From Screens to Souls: Reclaiming Our Emotional Priorities
From Screens to Souls: Reclaiming Our Emotional Priorities

In an age of constant connectivity, many people find themselves grieving public figures as though they had lost a member of their own household. Social media feeds fill with tears, tributes, and declarations of personal loss. Yet in truth, the person mourned never knew their names, never sat at their table, never shared a moment of genuine life with them.


This is not shared life. It is confusion between image and relationship.


Torah recognises the human need for attachment. It commands us toward דבקות (devekut – attachment to G-D), and toward אהבת ישראל (ahavat Yisrael – love of a fellow Jew). These are not abstract ideals. They are directed bonds, rooted in covenant, responsibility, and shared destiny. Emotional energy in Torah is not random; it is sacred capital.


When we direct intense grief toward someone whose existence in our lives was entirely mediated through a screen, we must ask: what exactly are we mourning?


Often we are not grieving the person. We are grieving an image, a memory of how that image made us feel, or the loss of a narrative into which we had woven ourselves. This is דמיון (dimyon – imagination). The Holy Zohar warns that external lights can dazzle while lacking פנימיות (penimiut – inner essence). The Internet magnifies this effect. It creates simulated intimacy without covenantal relationship.


Tanya teaches that the נפש הבהמית (nefesh habehamit – animal soul) seeks identification and expansion. To feel “connected” to fame is to feel enlarged. When the celebrity falls or dies, that projected extension of self feels wounded. The grief may be sincere, but sincerity alone does not sanctify its source.


This does not mean we should feel nothing. Torah does not demand coldness. Compassion for human suffering is holy. But compassion must be ordered. If one weeps more intensely for a distant public figure than for a neighbour, a struggling family member, or the suffering of Am Yisrael, then the emotional hierarchy has inverted.

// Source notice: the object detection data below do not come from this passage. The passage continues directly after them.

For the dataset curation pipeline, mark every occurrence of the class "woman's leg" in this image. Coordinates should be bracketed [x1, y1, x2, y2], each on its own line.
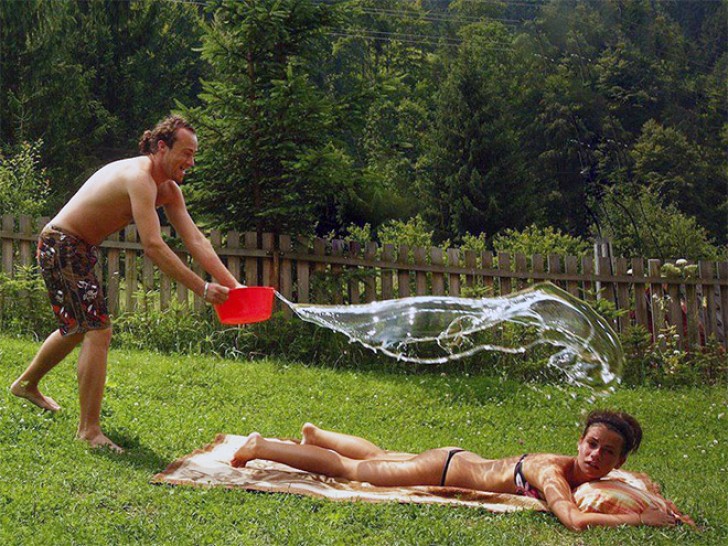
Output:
[230, 432, 447, 487]
[301, 423, 414, 460]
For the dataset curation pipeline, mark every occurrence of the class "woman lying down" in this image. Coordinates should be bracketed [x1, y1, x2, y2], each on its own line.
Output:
[231, 411, 695, 531]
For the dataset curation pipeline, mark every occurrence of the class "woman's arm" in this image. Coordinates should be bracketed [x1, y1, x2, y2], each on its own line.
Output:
[542, 473, 677, 531]
[548, 499, 677, 531]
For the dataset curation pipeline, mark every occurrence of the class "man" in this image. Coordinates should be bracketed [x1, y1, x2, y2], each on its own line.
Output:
[10, 116, 239, 451]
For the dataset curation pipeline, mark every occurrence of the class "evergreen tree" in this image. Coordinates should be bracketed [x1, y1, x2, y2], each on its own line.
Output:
[187, 0, 348, 233]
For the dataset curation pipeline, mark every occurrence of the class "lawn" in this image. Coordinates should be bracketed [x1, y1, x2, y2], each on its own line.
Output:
[0, 337, 728, 546]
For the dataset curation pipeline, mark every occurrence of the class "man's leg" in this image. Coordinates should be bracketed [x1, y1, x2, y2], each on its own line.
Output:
[76, 328, 123, 452]
[10, 330, 84, 411]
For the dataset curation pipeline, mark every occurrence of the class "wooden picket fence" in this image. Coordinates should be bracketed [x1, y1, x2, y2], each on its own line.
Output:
[0, 215, 728, 349]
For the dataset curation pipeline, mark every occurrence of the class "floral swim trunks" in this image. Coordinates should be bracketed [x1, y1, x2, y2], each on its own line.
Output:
[37, 226, 111, 336]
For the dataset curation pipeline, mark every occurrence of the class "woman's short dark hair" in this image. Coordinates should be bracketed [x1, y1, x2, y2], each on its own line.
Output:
[581, 410, 642, 457]
[139, 116, 195, 154]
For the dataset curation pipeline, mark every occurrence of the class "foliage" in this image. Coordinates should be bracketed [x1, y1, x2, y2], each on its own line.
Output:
[493, 224, 590, 258]
[0, 0, 728, 246]
[378, 214, 440, 249]
[0, 141, 49, 216]
[0, 0, 201, 206]
[601, 183, 721, 260]
[0, 267, 58, 339]
[631, 120, 728, 238]
[0, 337, 728, 546]
[185, 0, 350, 234]
[622, 325, 728, 387]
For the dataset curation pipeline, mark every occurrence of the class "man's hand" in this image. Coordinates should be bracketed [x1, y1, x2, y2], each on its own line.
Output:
[205, 282, 230, 304]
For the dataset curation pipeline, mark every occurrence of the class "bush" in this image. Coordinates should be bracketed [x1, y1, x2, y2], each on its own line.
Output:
[602, 187, 725, 260]
[0, 141, 49, 216]
[493, 225, 591, 258]
[0, 267, 58, 339]
[622, 325, 728, 387]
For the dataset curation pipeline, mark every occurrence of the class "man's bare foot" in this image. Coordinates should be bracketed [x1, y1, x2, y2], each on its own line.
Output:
[76, 431, 124, 453]
[230, 432, 265, 468]
[301, 423, 319, 446]
[10, 379, 61, 411]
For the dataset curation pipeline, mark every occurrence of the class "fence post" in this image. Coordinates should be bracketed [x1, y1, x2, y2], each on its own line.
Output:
[262, 233, 280, 290]
[447, 248, 460, 297]
[331, 239, 344, 305]
[364, 241, 377, 302]
[430, 246, 445, 296]
[225, 231, 242, 282]
[615, 258, 631, 332]
[296, 237, 311, 303]
[159, 226, 172, 311]
[480, 250, 495, 295]
[718, 262, 728, 349]
[124, 224, 137, 313]
[347, 241, 362, 304]
[414, 246, 427, 296]
[546, 254, 563, 288]
[243, 231, 258, 286]
[647, 259, 665, 346]
[2, 214, 15, 277]
[382, 243, 394, 300]
[313, 237, 328, 303]
[106, 232, 121, 316]
[698, 260, 718, 341]
[397, 245, 411, 298]
[278, 235, 293, 318]
[516, 252, 528, 290]
[632, 258, 649, 330]
[564, 256, 579, 298]
[498, 252, 513, 296]
[20, 214, 33, 267]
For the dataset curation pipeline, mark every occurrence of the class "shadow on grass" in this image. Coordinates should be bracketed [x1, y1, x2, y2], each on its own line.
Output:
[93, 430, 171, 474]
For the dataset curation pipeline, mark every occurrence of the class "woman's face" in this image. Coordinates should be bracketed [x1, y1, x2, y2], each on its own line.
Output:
[576, 424, 627, 480]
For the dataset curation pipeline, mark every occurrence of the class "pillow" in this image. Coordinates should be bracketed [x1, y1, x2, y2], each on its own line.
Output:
[573, 479, 671, 514]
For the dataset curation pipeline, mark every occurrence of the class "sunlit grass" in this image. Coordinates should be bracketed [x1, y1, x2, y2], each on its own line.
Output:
[0, 338, 728, 545]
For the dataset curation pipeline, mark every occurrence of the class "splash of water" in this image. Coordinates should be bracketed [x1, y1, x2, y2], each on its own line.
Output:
[278, 282, 623, 387]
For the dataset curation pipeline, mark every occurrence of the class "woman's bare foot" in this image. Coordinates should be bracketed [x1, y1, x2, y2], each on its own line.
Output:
[10, 379, 61, 411]
[230, 432, 265, 468]
[301, 423, 319, 446]
[76, 430, 124, 453]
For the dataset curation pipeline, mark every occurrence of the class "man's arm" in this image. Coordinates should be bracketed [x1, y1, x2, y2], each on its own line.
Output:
[128, 175, 228, 303]
[164, 184, 240, 288]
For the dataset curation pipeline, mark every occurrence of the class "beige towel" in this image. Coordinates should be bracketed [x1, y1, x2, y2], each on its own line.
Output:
[152, 434, 548, 512]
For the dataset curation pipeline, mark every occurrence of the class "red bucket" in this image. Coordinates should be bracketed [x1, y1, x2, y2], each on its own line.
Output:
[215, 286, 275, 324]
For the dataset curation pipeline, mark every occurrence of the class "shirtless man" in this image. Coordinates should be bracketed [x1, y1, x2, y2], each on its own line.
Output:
[10, 116, 239, 451]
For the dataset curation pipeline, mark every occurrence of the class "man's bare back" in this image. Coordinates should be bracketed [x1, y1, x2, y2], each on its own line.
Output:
[10, 116, 239, 450]
[51, 156, 174, 245]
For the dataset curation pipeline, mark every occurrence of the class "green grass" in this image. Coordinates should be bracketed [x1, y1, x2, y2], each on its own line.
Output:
[0, 337, 728, 546]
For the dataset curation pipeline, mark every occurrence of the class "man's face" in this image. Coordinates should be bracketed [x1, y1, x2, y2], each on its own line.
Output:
[577, 425, 625, 480]
[159, 129, 197, 184]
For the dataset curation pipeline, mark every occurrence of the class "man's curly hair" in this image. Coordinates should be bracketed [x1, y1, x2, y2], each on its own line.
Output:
[139, 116, 195, 154]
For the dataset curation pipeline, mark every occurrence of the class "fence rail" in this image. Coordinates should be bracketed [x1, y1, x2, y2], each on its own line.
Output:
[0, 215, 728, 350]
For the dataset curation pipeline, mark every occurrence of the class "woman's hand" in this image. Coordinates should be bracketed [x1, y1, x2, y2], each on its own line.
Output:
[640, 508, 678, 527]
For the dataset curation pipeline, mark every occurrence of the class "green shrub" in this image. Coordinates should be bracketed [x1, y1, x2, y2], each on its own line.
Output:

The Torah world is built upon proximity and responsibility. We are commanded to honour parents, to care for the widow and orphan, to strengthen community. We are not commanded to attach ourselves to curated personas broadcast to millions.


The danger is subtle. Celebrity culture quietly displaces real covenant with performative belonging. It replaces shared life with shared consumption. It persuades us that visibility equals relationship. It does not.


True connection requires reciprocity, responsibility, and shared destiny. That is why דבקות belongs with G-D. That is why אהבה belongs with those within our covenant. That is why grief has its proper place within lived relationship.


Our emotional lives are not meant to be outsourced to algorithms.


If we redirected even a fraction of that intensity toward our own households, our own communities, and our own people, the transformation would be profound. Visit the lonely.


Support the struggling. Strengthen the bonds within your home. Pray with greater concentration. Study with greater depth. Attach upward and inward, not outward and imaginary.


The Internet may simulate closeness, but Torah demands reality.


Let our tears fall where they are commanded to fall. Let our love be directed where it can be returned. Let our focus come back home.